I am in the process of painting my '59 Dorsett Catalina and thought I would pass along some info that might be of help to anyone using "Perfection" paint from Interlux.
This is the third boat I have painted with the product and I have always loved the results. I use the roll & tip method with two coats of finish over two coats of primer. The final result looks like gelcoat and seems to wear just as well. The photo below is of a 28' LandNSea that I did five years before the picture was taken.
My plan is to paint the Catalina hull dark blue and the topsides white. I started aft with two coats of the recommended primer, Epoxy PrimKote, on the transom and splashwell, followed by the first coats of finish, Sno White above and Royal Blue on the transom. The splash well looks great but I quickly ran into a coverage issue on the transom: The Royal Blue would not cover the bright white of the primer. After several coats with little success, I emailed Interlux tech support and quickly received responses from two of their techies. Bottom line was that coverage is an issue for people that are doing roll & tip with dark colors and there is no cure other than multiple coats. (At $100/qrt, not an attractive option!)
They did say that I could try their "Pre-Kote" product under the dark blue. It is not the recommended go-to primer when you are using Perfection, but they said it would work and, most importantly, it comes in gray. I have ordered enough to do the hull and will update this post after I have given it a try.
If anyone else has already solved this problem I would love to hear how they did it. I tried painting the Royal Blue directly over clean and freshly sanded gelcoat but the results were not good. The surface remained very rough and dull after it dried.
I've used the Interlux Perfection on my Century bottom and side panels. (the black on the sides and bottom) It came out ok but I was not really impressed. The bottom was African mahogany treated with CPES. It did have the rough finish and it was glossy but since it was on the bottom it wasn't that much of a concern to me. Painting on the side was over sanded fiberglass. Sanded with 600 grit w/d, no primer and it turned out smooth.
That being said in my opinion, you know what is said about opinions, the cost of the product does not justify the results. I've found that Rustoleum enamel with a hardner additive gives the same hard gloss shine and durability at a fraction of the cost. If you have deep pockets go for the Interlux and extra coats. For practability (?) go with the Rustoleum.
The Tomahawk is the glossy result of Rustoleum with hardner. No sanding or polishing on the lower. You can see the reflections.
It was all roll and tip.
Thanks for the reply, Away. I can see the results in the pictures and they really came out well. What "hardener" did you use? I did a Google search and found all kinds of suggestions to add to the Rustoleum.

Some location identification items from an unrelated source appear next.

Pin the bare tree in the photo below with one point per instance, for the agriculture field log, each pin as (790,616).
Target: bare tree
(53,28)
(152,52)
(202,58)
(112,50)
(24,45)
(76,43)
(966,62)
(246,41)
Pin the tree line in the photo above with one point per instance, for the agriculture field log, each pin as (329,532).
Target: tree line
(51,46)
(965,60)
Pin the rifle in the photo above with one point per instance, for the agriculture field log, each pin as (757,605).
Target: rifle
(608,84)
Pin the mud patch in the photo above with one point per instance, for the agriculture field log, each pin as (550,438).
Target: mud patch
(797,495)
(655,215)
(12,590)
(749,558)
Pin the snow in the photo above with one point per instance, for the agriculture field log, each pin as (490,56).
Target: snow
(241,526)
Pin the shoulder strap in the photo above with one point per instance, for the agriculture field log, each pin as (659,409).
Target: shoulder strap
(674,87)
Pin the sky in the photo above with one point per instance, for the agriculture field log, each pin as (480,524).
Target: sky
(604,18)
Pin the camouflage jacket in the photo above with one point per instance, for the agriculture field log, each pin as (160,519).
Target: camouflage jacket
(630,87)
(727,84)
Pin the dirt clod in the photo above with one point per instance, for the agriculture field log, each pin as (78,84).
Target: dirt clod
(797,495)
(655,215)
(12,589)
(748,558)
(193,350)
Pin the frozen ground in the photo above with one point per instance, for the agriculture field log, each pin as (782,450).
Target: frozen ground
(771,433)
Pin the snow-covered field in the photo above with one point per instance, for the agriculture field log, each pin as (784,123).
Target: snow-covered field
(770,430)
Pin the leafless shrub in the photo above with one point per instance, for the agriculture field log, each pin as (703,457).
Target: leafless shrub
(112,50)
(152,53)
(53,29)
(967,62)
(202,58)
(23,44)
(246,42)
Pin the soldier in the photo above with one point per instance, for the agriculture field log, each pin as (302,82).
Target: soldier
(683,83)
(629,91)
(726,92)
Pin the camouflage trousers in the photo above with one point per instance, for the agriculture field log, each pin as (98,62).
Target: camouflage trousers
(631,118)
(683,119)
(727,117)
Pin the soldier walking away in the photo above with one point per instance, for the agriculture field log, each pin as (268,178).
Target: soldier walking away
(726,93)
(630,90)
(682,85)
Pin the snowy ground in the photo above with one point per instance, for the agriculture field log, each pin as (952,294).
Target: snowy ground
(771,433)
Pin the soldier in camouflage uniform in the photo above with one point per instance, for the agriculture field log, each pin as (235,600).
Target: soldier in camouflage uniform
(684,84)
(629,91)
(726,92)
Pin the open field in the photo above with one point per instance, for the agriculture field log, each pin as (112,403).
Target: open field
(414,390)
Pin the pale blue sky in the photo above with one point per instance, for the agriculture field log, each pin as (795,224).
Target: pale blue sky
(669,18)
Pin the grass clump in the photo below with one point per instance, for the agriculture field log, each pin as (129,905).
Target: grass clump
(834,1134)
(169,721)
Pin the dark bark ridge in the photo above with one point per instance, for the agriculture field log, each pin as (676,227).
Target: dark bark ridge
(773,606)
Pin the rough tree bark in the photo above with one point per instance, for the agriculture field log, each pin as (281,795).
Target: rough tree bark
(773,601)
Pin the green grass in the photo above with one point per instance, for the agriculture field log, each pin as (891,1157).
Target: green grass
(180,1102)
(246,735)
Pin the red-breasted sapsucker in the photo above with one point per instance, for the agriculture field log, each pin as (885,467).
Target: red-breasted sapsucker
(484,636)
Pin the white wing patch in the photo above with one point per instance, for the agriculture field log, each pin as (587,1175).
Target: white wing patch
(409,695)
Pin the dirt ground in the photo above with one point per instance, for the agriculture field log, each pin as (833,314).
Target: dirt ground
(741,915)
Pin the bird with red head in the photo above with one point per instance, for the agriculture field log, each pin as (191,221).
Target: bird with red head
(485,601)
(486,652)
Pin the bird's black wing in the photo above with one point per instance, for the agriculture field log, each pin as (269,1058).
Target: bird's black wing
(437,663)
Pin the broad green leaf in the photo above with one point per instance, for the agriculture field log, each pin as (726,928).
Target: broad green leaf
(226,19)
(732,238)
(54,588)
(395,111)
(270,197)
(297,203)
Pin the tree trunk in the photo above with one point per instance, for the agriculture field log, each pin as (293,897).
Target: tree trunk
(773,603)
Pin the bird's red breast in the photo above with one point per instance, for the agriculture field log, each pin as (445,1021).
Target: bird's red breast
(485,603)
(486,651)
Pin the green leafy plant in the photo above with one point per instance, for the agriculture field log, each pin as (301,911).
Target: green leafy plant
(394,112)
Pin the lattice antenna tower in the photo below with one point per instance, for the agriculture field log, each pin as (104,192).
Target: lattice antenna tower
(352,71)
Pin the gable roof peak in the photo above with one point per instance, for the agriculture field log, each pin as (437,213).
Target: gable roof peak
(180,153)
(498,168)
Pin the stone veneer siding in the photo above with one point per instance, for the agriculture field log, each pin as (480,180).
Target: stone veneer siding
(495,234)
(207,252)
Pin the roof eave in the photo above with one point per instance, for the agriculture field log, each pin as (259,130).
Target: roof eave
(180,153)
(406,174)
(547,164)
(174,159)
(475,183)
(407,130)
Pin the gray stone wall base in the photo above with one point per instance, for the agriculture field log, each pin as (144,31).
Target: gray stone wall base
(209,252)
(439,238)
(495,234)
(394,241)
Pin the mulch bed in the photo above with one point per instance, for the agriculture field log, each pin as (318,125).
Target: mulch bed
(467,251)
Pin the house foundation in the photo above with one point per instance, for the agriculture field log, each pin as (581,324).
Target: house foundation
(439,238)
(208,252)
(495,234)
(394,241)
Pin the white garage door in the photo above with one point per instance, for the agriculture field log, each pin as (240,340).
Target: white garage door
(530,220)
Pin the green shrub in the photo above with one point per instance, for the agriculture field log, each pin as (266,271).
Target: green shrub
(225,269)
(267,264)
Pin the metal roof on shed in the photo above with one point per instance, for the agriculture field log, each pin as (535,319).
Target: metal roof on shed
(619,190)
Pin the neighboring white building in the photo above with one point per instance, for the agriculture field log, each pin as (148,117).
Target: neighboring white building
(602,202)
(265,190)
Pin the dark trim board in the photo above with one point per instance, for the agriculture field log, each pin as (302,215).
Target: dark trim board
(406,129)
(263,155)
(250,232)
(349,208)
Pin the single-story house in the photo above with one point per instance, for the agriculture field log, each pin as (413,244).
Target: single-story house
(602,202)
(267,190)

I used Primekote over my old sanded and resurfaced hull as well. Several coats on the bottom per Interlux, sanding, faring and filling pin holes along the way. I alternated tinted primer between coats to ensure coverage, then Snow White. Turned out great. On the topsides it took 3 layers of Primekote and I tinted as well. Picture shows West Systems blue tint added to Primekote prior to mixing in Part B for second coat. Maybe try the blue tint under your dark blue. You can put more in to make in darker, it is very concentrated so add it a few drops at a time. I have 3 videos posted of the hull prep under Lake n Sea in the forum or on the Lake n Sea web site. Working on the prime and paint video now. Top coat color is mixed to match original sea foam / stratocaster guitar / '57 Chevy green thx
I have painted a number of fibreglass boats and outboard motors with PPG car paint. I use their gray epoxy primer, and Omni paint. Omni is a catalyzed polyurethane paint, one shot deal, as opposed to a color coat/clear coat system. I recently saw a Bluejay sailboat that I had restored in 2003, the paint was still shiny. YMMV. I've gotten comments from other boat guys who think that Awlgrip is the only game, they don't know squat.
Very timely topic as I am working toward painting my 61 Buehler, whites sides, red top. I have been following the plan laid out by Jamil Mehdi in the research category of this website but now it looks like there are some more flexible options out there. Is there another plan that ya'll are following or is the Mehdi plan good but just use a different type paint?